Rumah keluarga Yunan nampak sepi, semua penghuninya sudah masuk kamar masing-masing.
Ceklek
Alma masuk ke kamarnya dengan hati lega. Ternyata suami yang tampan rupawan dan baik hati itu, masih menunggu di atas kasur dengan sabarnya.
"Mas... belum tidur?" tanya Alma.
"Belum Sayang, nunggu kamu." Jawab Yunan.
"Kenapa nunggu aku, apa belum ngantuk?"
"Ngantuk tapi dikit. Sengaja nunggu kamu, pengen tau gimana hasil interogasi dengan Tiara tadi?"
"Hehehehe... interogasi? Kayak penyelidikan kasus aja. Hmm... Tiara nggak ada masalah yang serius, cuma dia dihantui oleh pikiran negatifnya sendiri. Efeknya jadi sering murung dan suka menyendiri. Tapi setelah aku pancing dengan beberapa pertanyaan, akhirnya Tiara mau terbuka dan ketemu deh duduk permasalahan lengkap dengan solusinya." Penjelasan Alma panjang lebar pada Yunan.
"Hmm... syukurlah. Anak perempuan itu lebih sensitif ya? Dan lebih tertutup juga kalau ada masalah. Beda dengan anak laki-laki. Lebih banyak masa bodoh dan kelihatan nggak punya masalah. Kayak Angga tuh. Hari-harinya selalu ceria, nampak tak ada masalah sih." Urai Yunan membandingkan karakter kedua anaknya.
"Menurutku belum tentu juga, Mas. Kadang anak laki-laki ada yang pendiam dan milih nggak banyak bicara, istilahnya cool, kata anak jaman now. Nah... justru yang demikian ini susah di tebak." Ucap Alma menyampaikan pendapatnya.
"Iya juga ya. Kayak aku gini, masuk kategori apa dong, Sayang." Yunan mulai mancing-mancing.
"Hmm... apa ya?? Masuk kategori... pria omega kayaknya." Ucap Alma dengan senyum menggoda.
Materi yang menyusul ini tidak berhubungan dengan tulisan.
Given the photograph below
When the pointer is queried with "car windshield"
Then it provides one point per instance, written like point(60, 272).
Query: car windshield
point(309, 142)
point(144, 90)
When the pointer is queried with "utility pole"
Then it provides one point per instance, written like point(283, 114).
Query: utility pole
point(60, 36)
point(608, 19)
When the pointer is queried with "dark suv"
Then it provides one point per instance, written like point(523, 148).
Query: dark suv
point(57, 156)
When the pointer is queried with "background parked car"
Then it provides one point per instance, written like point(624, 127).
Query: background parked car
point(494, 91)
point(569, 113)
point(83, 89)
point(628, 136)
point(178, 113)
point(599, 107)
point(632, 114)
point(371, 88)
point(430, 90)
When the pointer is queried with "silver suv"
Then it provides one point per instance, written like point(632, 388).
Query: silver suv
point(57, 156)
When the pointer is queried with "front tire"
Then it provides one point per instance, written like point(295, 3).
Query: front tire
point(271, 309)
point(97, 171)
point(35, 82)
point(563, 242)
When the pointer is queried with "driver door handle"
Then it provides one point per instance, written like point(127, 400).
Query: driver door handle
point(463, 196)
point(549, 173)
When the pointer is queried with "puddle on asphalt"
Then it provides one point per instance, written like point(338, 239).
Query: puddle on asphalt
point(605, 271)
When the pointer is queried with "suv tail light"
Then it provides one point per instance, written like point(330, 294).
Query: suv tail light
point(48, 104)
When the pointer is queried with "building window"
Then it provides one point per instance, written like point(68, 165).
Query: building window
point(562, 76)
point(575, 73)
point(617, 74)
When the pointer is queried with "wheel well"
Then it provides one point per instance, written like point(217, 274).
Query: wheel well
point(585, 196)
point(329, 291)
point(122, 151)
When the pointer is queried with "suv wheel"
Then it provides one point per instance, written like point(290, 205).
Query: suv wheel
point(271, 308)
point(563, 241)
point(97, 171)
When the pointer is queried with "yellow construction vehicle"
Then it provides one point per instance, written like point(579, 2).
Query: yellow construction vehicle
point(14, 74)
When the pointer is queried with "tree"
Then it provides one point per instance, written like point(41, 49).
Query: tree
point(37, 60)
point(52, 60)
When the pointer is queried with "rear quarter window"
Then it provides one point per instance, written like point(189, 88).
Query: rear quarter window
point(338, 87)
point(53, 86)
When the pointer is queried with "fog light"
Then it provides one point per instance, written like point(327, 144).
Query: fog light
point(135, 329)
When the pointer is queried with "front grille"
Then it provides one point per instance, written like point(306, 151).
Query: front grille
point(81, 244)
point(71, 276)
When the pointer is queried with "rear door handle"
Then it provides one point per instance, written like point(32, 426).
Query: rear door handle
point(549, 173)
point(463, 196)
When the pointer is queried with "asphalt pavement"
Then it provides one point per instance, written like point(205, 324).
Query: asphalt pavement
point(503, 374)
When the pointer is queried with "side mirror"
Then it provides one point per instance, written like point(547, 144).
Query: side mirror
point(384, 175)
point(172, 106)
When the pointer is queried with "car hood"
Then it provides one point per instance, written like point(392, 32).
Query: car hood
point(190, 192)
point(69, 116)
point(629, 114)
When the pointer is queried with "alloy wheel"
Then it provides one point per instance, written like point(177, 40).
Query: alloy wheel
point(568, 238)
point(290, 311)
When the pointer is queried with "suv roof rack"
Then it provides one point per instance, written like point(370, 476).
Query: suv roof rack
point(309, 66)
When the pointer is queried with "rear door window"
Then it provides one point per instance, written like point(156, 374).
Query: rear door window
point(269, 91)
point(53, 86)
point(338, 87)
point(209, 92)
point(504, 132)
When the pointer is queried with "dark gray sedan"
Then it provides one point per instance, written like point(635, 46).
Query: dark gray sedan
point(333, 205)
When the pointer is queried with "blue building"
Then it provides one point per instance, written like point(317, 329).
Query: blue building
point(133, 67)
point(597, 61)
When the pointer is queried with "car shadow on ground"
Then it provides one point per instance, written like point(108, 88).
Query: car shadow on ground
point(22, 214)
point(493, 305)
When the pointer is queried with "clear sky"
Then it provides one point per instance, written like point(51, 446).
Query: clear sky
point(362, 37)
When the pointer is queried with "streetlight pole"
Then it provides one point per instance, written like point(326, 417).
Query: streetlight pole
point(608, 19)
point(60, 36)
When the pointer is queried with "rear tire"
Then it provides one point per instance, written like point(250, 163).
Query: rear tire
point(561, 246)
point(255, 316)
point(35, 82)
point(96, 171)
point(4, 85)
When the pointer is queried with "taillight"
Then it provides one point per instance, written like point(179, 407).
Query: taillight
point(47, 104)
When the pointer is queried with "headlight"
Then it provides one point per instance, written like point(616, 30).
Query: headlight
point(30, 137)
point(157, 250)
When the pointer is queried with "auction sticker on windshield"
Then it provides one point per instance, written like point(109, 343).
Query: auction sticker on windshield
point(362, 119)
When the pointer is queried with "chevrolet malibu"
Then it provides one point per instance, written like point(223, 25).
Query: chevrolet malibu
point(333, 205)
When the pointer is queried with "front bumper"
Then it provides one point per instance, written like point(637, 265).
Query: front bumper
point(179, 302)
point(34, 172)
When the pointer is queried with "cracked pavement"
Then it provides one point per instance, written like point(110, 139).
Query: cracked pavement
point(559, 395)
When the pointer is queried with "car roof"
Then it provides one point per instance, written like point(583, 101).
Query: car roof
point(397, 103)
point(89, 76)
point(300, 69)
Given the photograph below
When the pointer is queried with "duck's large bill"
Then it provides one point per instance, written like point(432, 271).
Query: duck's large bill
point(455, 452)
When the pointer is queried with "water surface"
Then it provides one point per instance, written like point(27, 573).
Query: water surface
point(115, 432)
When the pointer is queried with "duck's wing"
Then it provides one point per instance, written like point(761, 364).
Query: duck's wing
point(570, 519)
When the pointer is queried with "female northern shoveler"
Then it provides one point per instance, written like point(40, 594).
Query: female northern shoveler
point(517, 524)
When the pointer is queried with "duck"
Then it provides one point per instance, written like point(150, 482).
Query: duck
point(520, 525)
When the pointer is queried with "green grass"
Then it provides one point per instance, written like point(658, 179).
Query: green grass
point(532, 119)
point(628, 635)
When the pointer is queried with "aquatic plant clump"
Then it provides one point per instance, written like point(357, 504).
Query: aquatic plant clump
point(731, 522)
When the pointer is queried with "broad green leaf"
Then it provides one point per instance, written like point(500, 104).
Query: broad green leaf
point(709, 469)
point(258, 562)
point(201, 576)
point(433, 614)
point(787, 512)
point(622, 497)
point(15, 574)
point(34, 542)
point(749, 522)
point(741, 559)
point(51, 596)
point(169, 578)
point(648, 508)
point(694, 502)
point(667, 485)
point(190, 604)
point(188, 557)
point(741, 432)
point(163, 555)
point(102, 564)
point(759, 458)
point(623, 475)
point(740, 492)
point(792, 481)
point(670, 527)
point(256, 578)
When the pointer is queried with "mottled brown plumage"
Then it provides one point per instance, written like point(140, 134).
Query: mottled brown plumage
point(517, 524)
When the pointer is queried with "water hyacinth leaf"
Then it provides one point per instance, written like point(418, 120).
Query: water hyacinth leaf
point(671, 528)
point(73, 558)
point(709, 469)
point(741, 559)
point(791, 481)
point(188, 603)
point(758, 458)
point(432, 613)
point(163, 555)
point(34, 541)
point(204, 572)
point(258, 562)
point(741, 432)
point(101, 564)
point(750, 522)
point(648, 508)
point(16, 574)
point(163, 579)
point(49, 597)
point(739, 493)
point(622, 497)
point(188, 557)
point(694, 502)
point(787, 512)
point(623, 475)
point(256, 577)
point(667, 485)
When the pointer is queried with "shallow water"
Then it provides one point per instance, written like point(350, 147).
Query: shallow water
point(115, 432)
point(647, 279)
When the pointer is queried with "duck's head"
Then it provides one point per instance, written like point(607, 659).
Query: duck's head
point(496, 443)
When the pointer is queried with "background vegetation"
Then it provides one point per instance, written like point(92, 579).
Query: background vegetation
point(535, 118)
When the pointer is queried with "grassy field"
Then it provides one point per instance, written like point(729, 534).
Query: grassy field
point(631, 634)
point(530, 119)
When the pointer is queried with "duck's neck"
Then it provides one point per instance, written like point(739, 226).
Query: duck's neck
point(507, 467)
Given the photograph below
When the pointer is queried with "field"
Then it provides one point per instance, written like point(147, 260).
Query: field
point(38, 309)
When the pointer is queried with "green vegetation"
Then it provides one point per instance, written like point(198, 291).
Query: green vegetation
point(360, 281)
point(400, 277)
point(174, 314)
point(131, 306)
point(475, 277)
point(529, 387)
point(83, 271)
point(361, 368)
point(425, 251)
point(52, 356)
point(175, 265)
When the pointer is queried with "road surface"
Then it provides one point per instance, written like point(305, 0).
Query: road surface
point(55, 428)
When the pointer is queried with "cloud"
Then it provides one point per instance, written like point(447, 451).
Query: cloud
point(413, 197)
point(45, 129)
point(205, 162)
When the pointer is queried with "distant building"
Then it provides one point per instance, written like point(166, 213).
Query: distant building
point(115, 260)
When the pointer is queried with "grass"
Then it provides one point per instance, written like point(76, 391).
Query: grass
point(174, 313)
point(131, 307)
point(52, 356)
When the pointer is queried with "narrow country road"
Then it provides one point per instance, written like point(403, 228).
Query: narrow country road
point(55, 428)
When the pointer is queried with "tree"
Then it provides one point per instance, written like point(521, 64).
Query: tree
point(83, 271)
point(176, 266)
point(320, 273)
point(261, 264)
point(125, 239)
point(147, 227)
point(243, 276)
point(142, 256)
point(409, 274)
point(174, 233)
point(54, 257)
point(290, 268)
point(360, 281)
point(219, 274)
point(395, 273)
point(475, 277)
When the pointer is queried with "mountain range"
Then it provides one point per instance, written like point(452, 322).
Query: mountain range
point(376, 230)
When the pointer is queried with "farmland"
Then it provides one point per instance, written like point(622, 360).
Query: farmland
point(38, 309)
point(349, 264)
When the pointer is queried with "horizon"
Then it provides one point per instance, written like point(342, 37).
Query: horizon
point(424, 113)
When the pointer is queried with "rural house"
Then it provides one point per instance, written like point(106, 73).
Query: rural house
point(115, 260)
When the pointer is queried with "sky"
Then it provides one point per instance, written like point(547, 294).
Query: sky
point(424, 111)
"Apaan lagi tuh, nggak pernah denger istilah itu?" tanya Yunan sambil mendekati istrinya yang nampak makin cantik sejak hamil.
"Pria omega itu adalah seorang pria yang percaya diri, cerdas, dan memiliki karisma tersendiri. Tapi... banyak wanita yang menggodanya. Namun nggak mudah tergoda dan sangat setia pada pasangannya." Ucap Alma sambil menyandarkan tubuhnya ke dada bidang Yunan.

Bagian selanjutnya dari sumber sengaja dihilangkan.